Too, he will come as the “Son of man” (Mt. 16:27), in his glorified body (Phil. 3:21).
Jesus Return Will Be Final
The second coming will be terminal. Paul depicts the “coming” of Christ as being “the end.” Death will have been destroyed, and the Lord’s enemies will have been abolished (1 Cor. 15:23-24).
Clearly then, since the dead have not yet been raised, the second coming obviously did not occur in A.D. 70, as the radical preterists allege.
Additionally, when false teachers attempted to undermine the Christian cause by challenging the Lord’s “promise of his coming,” Peter refuted their charge by contending that Christ’s coming would be accompanied by the demolition of the entire universe (2 Pet. 3:4, 10). Thus, that coming has not occurred, and there will be no place for a 1,000 year earthly reign of Christ following that coming, as alleged by premillennialists.
Events Associated With the Second Coming
Though we touched slightly upon the following issues in points discussed previously, we now will consider them more systematically.
The general resurrection of the dead is connected with the return of Christ.
The ancient Sadducees denied the resurrection (Mt. 22:23; Acts 23:6-8), as do modern skeptics. But the doctrine of the bodily resurrection is affirmed abundantly in the New Testament (see Jn. 5:28-29; 6:39-40; Mk. 12:18-27; Acts 17:32; 24:15; 26:8; Rom. 8:23; 1 Thes. 4:16; 1 Cor. 15; 2 Cor. 5:1-2; Phil. 3:21).

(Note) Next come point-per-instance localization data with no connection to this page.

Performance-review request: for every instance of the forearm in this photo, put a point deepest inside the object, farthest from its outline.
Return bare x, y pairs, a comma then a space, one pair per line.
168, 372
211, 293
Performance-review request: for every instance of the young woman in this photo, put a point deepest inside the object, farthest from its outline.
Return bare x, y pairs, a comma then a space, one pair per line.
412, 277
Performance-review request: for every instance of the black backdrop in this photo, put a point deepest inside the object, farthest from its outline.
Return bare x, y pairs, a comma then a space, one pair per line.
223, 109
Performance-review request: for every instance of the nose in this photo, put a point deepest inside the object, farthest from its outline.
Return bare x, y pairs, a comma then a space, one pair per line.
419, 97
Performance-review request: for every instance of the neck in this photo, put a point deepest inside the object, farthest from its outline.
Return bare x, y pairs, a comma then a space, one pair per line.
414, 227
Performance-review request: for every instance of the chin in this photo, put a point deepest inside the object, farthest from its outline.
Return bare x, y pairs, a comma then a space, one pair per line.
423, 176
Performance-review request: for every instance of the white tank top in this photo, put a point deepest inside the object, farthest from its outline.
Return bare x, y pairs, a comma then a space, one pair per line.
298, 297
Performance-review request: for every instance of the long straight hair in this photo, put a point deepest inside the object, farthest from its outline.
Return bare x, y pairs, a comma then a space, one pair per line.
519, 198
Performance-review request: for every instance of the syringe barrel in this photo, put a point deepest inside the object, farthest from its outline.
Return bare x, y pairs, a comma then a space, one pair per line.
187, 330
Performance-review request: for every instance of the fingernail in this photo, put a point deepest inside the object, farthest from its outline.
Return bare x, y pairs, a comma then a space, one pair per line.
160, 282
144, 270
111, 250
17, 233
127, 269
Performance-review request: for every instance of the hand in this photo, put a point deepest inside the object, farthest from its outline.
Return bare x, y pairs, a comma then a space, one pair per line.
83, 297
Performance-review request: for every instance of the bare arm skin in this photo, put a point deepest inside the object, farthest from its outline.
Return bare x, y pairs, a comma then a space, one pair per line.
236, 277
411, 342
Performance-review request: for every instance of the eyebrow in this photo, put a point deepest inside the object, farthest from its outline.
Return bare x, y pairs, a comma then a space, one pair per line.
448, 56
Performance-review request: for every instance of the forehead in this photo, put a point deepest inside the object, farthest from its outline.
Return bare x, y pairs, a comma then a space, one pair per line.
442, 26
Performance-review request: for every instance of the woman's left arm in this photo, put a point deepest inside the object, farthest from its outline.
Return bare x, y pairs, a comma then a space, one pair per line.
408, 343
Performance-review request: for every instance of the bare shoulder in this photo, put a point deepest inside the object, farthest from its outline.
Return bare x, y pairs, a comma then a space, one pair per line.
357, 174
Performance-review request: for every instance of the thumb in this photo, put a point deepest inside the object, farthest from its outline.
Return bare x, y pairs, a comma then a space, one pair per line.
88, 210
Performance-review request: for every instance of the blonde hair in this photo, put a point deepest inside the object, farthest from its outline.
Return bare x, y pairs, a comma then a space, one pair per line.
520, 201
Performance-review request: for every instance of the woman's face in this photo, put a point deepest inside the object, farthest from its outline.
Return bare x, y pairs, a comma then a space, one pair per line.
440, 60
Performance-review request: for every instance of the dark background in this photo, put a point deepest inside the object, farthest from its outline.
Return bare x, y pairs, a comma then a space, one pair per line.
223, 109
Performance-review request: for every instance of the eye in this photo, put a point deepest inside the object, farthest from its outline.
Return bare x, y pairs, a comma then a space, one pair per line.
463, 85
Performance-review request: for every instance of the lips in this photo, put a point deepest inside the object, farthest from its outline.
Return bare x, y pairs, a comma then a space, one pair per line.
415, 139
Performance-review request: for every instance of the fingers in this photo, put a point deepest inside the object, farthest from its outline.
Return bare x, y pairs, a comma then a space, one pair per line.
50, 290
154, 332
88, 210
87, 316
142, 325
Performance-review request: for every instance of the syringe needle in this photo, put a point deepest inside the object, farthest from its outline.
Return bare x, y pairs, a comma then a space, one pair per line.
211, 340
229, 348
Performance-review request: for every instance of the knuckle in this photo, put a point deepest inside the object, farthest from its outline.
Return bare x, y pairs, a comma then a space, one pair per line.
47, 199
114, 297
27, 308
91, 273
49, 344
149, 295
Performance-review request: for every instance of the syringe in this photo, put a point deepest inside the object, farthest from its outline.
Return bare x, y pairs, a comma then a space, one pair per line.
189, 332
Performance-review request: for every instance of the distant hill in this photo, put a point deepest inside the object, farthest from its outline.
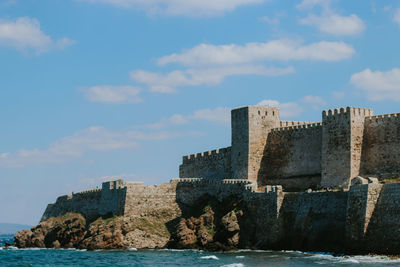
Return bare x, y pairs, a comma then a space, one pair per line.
12, 228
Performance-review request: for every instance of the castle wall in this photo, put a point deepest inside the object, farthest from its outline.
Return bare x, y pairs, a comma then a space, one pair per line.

The faithful who are living at the time of Christ’s coming will be transformed into his likeness (1 Cor. 15:51; Phil. 3:21).
The day of judgment is likewise connected with the second coming (Mt. 16:27; 25:31-46). Note:
- Christ will be the judge (Jn. 5:22, 27; 2 Cor. 5:10).
- All human beings who ever have lived will be judged (Rom. 14:10; Acts 17:31).
- Each person will be judged by the law of God under which he lived. The ancient Gentiles will be judged by the law of the conscience (Rom. 2:12-15). The Jews will be judged upon the basis of Moses’ law (Rom. 2:12). Those of the Christian age will be judged according to the law of Christ (1 Cor. 9:21; Rom. 2:16).
- Human culpability will be measured by one’s ability, together with his pattern of obedience or disobedience (Mt. 7:21-33; Heb. 5:9).
- The judgment will be irrevocable. Christ declared there are but two destinies—eternal punishment, or eternal life (“life” = communion with God). There is no post-judgment redemption, nor is there an eventual annihilation for the wicked.
- The purpose of Christ’s judgment will not be to determine one’s destiny; that is fixed at the moment of one’s death (Lk. 16:22-23). The objective will be to both reveal and vindicate “the righteous judgment of God” (Rom. 2:5), which will be acknowledged universally (Rom. 14:11).
The Second Coming of the Lord will be the terminal event of earth’s history. Every rational individual should prepare of this phenomenal occasion—one of either thrilling reward, or indescribable terror, depending upon one’s spiritual status.
- Clarke, William N. n.d. An Outline of Christian Theology.
- Jackson, Wayne. 2005. The A.D. 70 Theory – A Review of the Max King Doctrine. Stockton, CA: Christian Courier.
- Lindsey, Hal. 1970. The Late Great Planet Earth. Grand Rapids, MI: Zondervan.
- Pardington, George. 1926. Outline Studies in Christian Doctrine. New York, NY: Christian Alliance. 1926.
- Radl, W. 1993. Exegetical Dictionary of the New Testament. H. Balz & G. Schneider, eds. Grand Rapids, MI: Eerdmans.
- Russell, Bertrand. 1967. Why I Am Not A Christian. New York, NY: Simon & Schuster.
- Thiessen, Henry C. 1949. Lectures in Systematic Theology. Grand Rapids, MI: Eerdmans.